As the novel coronavirus spread rapidly among workers in meat plants in April, CEO Kenneth Sullivan warned the closures were "pushing our country perilously close to the edge in terms of our meat supply."
As other big meat companies echoed similar concerns, President Donald Trump issued an executive order designating meat processing plants as "critical infrastructure," using the Defense Production Act (DPA) to try to keep them open during the pandemic. Some plants reopened shortly thereafter. However, many industry members raised concerns the order would result in more workers falling ill.
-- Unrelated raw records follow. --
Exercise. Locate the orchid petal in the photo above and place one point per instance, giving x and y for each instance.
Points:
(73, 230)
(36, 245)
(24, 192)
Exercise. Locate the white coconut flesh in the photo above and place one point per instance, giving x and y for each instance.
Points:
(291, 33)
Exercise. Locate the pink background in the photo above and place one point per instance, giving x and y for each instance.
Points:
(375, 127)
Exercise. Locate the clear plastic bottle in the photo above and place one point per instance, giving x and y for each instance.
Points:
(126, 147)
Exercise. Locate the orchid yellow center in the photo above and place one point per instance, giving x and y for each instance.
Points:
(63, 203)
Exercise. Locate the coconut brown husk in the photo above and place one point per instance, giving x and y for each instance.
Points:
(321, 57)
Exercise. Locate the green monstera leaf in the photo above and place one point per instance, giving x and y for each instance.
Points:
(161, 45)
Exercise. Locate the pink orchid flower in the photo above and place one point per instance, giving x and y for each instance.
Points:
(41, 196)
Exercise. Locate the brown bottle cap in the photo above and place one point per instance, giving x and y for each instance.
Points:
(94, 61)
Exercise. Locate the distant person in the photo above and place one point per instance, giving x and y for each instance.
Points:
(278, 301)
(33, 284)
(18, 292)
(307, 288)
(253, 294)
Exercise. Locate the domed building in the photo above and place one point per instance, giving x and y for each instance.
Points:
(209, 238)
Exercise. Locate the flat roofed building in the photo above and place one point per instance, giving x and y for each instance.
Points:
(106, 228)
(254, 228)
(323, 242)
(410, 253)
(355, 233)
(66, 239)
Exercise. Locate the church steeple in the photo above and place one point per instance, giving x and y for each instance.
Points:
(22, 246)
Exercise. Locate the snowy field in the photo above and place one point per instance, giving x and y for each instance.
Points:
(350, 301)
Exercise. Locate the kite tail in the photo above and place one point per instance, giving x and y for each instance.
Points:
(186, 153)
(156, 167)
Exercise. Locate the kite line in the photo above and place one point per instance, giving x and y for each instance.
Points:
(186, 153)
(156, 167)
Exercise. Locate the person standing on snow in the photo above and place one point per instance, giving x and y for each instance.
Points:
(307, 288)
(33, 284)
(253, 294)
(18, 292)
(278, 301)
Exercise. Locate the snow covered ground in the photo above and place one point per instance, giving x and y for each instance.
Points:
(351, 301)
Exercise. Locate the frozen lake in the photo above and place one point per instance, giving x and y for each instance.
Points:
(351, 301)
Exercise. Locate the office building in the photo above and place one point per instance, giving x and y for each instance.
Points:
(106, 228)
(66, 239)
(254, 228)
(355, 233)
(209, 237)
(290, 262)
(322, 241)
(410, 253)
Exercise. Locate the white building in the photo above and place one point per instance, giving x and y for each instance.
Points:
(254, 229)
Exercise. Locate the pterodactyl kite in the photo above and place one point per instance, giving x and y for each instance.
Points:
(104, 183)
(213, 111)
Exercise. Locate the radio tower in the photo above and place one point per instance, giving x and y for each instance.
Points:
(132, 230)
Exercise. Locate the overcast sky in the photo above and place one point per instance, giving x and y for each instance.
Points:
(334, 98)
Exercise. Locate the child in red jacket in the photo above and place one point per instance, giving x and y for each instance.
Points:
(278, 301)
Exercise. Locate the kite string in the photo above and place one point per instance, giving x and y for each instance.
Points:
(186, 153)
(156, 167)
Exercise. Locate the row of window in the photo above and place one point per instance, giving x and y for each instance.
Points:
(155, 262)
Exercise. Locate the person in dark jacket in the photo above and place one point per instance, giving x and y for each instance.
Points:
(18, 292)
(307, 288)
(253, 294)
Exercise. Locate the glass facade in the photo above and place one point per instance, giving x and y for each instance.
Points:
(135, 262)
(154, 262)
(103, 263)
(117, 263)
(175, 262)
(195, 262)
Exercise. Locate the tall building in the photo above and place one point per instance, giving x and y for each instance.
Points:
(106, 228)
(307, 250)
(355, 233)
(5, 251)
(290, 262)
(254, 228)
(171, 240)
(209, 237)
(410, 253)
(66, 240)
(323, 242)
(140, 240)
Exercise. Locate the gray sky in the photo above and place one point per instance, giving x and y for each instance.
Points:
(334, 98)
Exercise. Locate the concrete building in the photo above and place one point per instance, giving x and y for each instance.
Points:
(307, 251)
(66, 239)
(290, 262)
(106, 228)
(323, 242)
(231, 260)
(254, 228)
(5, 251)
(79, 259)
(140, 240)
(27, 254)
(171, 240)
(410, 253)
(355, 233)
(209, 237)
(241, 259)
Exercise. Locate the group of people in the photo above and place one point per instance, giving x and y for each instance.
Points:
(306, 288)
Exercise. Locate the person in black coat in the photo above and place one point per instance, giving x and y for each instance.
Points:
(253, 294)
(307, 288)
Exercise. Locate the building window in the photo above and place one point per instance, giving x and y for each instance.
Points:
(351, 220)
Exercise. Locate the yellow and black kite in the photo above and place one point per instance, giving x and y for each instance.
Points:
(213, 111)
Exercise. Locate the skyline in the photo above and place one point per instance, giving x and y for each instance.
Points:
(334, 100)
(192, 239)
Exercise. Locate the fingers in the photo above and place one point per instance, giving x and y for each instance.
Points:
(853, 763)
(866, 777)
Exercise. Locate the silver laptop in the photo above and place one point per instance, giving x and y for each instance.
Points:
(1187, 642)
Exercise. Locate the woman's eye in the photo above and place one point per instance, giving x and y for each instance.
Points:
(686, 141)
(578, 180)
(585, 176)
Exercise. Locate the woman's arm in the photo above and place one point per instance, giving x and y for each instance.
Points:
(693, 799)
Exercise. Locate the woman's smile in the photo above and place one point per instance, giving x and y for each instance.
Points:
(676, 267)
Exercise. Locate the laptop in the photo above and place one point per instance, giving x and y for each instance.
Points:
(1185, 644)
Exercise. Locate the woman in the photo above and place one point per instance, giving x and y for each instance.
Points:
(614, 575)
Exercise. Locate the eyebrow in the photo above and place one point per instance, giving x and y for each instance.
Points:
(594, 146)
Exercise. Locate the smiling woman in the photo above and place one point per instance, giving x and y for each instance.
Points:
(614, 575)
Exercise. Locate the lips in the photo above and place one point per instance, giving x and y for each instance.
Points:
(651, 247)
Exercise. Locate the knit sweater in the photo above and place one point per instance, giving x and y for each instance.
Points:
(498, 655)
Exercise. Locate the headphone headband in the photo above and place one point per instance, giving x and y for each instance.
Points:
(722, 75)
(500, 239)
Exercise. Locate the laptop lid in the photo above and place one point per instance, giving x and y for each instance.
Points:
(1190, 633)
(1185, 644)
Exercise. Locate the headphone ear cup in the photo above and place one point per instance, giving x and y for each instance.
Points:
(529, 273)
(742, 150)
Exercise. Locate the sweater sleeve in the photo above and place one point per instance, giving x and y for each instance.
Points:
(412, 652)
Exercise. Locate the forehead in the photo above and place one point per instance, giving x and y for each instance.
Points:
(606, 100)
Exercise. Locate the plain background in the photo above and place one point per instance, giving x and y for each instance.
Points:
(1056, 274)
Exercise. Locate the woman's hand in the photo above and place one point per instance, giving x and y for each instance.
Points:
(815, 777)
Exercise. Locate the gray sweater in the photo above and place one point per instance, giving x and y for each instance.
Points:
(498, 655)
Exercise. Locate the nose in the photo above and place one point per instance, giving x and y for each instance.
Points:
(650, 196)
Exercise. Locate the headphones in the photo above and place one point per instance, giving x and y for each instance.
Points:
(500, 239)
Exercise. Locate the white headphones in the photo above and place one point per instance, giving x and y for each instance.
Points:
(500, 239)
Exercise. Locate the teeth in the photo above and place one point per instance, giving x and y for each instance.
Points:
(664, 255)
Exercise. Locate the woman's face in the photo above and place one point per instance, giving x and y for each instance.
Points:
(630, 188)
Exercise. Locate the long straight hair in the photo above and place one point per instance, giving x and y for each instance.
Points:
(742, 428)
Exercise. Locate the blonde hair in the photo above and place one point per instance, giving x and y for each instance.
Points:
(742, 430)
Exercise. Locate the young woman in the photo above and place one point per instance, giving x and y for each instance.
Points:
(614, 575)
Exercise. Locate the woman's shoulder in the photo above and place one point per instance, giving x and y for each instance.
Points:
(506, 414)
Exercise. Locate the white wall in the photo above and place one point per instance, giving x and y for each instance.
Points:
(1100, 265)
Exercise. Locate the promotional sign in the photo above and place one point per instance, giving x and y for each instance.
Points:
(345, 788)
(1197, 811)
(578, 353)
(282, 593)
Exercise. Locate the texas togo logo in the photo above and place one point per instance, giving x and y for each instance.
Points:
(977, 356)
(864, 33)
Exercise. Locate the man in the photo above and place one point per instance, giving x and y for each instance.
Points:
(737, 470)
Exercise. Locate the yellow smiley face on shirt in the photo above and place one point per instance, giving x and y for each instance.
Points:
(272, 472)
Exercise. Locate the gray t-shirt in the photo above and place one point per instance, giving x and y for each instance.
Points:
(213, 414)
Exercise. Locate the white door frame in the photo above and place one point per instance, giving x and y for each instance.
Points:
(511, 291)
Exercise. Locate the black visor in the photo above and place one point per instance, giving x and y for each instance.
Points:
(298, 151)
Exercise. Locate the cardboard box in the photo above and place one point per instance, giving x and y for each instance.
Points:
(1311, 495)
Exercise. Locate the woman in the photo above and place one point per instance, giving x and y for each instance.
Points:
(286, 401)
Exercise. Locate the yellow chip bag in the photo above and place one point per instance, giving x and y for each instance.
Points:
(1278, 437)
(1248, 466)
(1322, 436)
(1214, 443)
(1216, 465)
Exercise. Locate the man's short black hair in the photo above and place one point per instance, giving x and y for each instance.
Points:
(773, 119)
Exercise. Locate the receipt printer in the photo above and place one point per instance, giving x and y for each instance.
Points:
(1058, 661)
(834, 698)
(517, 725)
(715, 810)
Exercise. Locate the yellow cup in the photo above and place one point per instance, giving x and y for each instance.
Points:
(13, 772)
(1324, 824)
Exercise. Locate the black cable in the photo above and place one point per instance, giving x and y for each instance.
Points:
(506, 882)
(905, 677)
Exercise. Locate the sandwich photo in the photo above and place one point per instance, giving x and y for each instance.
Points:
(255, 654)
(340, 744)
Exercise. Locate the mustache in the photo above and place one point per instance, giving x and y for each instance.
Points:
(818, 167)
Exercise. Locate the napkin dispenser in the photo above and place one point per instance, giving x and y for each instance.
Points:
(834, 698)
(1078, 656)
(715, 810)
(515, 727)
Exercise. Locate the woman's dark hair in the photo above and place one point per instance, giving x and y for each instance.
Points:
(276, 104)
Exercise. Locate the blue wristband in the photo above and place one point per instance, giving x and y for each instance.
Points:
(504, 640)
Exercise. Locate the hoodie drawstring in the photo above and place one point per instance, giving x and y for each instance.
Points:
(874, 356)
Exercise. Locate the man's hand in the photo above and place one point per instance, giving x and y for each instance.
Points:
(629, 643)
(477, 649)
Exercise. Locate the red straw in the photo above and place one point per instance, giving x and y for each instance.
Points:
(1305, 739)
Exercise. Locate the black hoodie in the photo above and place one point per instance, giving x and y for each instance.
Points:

signaled the federal government would assert ultimate authority, saying, "no part of the joint meat processing guidance should be construed to indicate that state and local authorities may direct a meat and poultry processing facility to close." That could give Smithfield reason to resist additional calls to close the Farmer John plant.
Besides Farmer John, about eight other essential companies have reported infections as well, including four other meatpacking plants, a producer of baked goods, a green tea plant and a coffee processing factory, CBS Los Angeles reported.
Across the food industry, at least 76 workers have died and more than 20,000 have tested positive for the coronavirus. Meat plants have become hotspots for the virus, because emplyees often work shoulder-to-shoulder.
Even though Smithfield said it implemented additional safety measures at its plants, UFCW 770 said workers at Farmer John have pushed the company for more safety standards, workplace protections and information about infections at the plant. "Information has been incomplete and safety measures insufficient," the union said.
"We need to feel safe on the job and we do not," Rina Chavarria, who works at the Farmer John plant, said in a release. "We work hard every day. Smithfield has not taken steps to make sure workers are protected and now so many of us are getting sick. We can’t go to the plant under these conditions."